Such extrajudicial assassinations of those suspected of being terrorists or insurgents violate the right to a fair and public trial.  They are criminal actions justified because an individual just happens to be in the realm of an armed conflict. Additionally, drones give governments like the US the ability to get away with decisions to kill individuals because they are acting on behalf of a wide state apparatus, making it even more impossible to try that individual in court for war crimes or crimes against humanity.

State-sanctioned use of assassination in the so-called war on terror is supported by a large majority of Americans.

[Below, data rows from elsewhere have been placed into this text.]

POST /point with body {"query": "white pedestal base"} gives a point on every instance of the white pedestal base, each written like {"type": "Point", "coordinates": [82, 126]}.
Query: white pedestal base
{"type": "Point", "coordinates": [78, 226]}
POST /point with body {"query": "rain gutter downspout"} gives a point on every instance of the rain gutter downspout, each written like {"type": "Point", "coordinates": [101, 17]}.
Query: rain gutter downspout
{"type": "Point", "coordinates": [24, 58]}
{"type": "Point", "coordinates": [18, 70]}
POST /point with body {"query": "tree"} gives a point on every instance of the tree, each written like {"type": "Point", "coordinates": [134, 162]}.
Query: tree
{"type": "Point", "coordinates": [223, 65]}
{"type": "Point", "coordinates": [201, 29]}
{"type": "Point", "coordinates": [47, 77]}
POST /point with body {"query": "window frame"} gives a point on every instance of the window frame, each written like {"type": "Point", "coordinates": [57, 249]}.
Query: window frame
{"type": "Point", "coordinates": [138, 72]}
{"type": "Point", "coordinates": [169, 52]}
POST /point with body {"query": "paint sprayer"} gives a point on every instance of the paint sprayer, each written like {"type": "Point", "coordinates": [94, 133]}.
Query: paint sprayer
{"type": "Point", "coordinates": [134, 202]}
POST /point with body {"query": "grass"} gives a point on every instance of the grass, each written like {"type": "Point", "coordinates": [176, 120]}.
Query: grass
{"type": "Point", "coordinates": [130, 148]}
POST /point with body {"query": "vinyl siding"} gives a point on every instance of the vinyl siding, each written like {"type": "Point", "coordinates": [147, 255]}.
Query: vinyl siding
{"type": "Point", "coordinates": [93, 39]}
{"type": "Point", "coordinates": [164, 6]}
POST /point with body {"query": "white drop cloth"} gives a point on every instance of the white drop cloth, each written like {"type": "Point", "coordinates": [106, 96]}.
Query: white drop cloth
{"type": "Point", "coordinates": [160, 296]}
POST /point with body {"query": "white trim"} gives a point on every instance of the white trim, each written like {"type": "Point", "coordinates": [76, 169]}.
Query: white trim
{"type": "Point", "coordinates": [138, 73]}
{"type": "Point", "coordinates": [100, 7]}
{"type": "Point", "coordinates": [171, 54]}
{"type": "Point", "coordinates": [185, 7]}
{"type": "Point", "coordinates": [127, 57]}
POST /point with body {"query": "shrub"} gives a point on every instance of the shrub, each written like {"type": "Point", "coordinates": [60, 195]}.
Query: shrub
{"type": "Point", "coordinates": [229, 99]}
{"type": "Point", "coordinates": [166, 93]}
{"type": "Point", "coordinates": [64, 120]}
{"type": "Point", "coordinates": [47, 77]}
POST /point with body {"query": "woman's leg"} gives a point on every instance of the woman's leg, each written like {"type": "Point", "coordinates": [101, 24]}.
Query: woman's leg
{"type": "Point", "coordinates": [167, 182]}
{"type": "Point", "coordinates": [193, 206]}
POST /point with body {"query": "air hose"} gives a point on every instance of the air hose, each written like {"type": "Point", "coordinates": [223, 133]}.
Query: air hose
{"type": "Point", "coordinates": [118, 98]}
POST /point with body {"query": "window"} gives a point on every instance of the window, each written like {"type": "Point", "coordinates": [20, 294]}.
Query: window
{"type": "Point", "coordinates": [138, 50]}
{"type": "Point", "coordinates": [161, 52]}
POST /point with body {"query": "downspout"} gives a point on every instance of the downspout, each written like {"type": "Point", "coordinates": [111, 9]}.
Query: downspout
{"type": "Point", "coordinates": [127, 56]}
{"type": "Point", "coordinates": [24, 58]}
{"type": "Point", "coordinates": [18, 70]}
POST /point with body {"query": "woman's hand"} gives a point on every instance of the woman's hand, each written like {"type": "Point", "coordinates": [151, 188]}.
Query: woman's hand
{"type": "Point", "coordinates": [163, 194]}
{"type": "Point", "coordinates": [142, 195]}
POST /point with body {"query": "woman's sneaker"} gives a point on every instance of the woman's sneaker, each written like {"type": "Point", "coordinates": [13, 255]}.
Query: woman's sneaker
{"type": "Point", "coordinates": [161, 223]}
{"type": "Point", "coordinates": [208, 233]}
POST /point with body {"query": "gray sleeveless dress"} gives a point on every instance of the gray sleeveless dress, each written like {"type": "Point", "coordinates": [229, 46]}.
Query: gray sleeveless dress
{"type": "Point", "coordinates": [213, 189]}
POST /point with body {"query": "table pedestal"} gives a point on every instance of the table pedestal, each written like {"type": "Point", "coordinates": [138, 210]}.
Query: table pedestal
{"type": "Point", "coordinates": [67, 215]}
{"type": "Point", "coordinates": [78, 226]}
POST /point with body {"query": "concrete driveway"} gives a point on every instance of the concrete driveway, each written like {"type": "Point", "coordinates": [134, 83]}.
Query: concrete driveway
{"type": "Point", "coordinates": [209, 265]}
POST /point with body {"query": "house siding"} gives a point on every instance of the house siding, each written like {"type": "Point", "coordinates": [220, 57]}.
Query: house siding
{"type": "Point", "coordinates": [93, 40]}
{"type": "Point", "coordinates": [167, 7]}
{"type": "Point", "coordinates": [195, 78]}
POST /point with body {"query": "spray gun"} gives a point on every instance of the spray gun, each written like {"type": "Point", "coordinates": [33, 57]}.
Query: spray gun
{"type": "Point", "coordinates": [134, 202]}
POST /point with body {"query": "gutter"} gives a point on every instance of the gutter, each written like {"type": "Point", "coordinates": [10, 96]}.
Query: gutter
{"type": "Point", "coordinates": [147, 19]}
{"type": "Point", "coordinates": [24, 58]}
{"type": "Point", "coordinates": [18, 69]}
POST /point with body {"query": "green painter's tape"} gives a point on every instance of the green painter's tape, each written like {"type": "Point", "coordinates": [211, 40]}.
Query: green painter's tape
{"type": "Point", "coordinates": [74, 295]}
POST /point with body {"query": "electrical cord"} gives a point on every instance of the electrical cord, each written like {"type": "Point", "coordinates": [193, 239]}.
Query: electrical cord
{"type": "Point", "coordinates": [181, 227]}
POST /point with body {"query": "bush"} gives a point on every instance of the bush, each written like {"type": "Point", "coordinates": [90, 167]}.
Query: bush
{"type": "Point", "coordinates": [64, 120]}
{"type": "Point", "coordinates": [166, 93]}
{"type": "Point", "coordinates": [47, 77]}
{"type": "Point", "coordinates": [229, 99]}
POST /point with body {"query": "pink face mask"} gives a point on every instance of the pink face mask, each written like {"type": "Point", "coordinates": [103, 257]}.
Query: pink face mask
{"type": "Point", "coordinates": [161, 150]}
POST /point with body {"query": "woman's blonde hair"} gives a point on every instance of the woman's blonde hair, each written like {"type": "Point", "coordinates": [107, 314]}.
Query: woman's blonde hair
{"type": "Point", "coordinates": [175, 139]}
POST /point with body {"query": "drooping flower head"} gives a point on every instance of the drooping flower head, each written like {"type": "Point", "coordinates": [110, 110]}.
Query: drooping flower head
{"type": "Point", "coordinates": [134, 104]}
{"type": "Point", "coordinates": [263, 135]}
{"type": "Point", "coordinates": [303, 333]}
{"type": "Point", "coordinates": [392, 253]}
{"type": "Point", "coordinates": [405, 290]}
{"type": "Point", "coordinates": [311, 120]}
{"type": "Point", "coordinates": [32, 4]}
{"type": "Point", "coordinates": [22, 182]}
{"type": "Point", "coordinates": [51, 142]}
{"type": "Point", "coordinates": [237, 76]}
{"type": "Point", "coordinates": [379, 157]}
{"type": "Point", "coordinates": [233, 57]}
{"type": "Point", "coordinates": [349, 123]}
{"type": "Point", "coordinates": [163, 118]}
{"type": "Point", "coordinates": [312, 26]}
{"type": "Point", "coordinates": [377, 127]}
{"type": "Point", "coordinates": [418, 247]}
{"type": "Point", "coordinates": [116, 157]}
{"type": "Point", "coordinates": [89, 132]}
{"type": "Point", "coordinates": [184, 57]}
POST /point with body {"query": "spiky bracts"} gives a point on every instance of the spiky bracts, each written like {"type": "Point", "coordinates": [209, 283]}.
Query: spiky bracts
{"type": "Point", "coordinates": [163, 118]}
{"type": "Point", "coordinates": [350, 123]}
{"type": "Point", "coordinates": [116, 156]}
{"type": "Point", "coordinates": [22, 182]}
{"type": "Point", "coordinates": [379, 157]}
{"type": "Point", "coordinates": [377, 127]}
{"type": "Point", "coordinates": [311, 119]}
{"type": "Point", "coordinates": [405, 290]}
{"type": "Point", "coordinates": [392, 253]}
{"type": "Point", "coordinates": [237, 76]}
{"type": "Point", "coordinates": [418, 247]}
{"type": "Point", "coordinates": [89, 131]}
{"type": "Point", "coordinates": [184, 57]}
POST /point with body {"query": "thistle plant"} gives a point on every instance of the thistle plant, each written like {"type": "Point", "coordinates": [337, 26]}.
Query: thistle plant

A Newsweek poll in October 2001 found fifty-nine percent of Americans would support covert operations to assassinate individuals overseas who gave financial support to terrorism. More than seventy percent supported using military force against terror targets in countries in the Middle East and countries outside the Middle East like Sudan and the Philippines.

This year an AP-GfK poll found eighty-seven percent of Americans thought US forces were justified in the killing of Osama bin Laden. This is fascinating given the fact that in October and November of 2001 around fifty percent of Americans indicated in a FOX News/Opinion Dynamics poll they wanted to see bin Laden brought to trial. But, the poll results are not surprising given the fact that the political class and the national security establishment has spent the last decade exploiting fear, which ensures only a small number of Americans oppose the use of targeted killings.

The reality is in post-9/11 America citizens cheer when terror suspects are murdered in cold blood in the same way that Texans celebrate capital punishment committed by Rick Perry or George W. Bush.

If the operations of the CIA and JSOC were as unrefined and barbaric as death squads or paramilitary forces, which draw the universal ire of governments around the world, would citizens of this country care? The post-9/11 world has opened a whole cast of people up to the possibility of being victims of state-sponsored violence, a reality which appears to scarcely bother a majority of Americans.

In this environment, it is radical to call for the law to be upheld. It is unpopular to suggest that terror suspects actually deserve trials. It is controversial to support capturing terror suspects alive. It is offensive to demand justice for those suspected of terrorism. Moreover, it is outrageous to suggest those taken alive not be tortured and or that they have a right to due process. Beneath this contempt for the law is a passion for vengeance and panic that someone might not carry out the prosecution properly and anyone suspected of being a terrorist might not pay an appropriate price.

The targeted killing program is emblematic of just how morally compromised Americans have become in the wake of 9/11.  Activities that have normally been covert throughout US history –  torture, warrantless wiretapping and religious and racial profiling –  are now conducted out in the open for a public that delights in the spectacle of violent acts of vengeance. If this is permissible, it’s hard to believe there isn’t any crime or act of violence the US government couldn’t get away with by simply by uttering  the words “9/11.”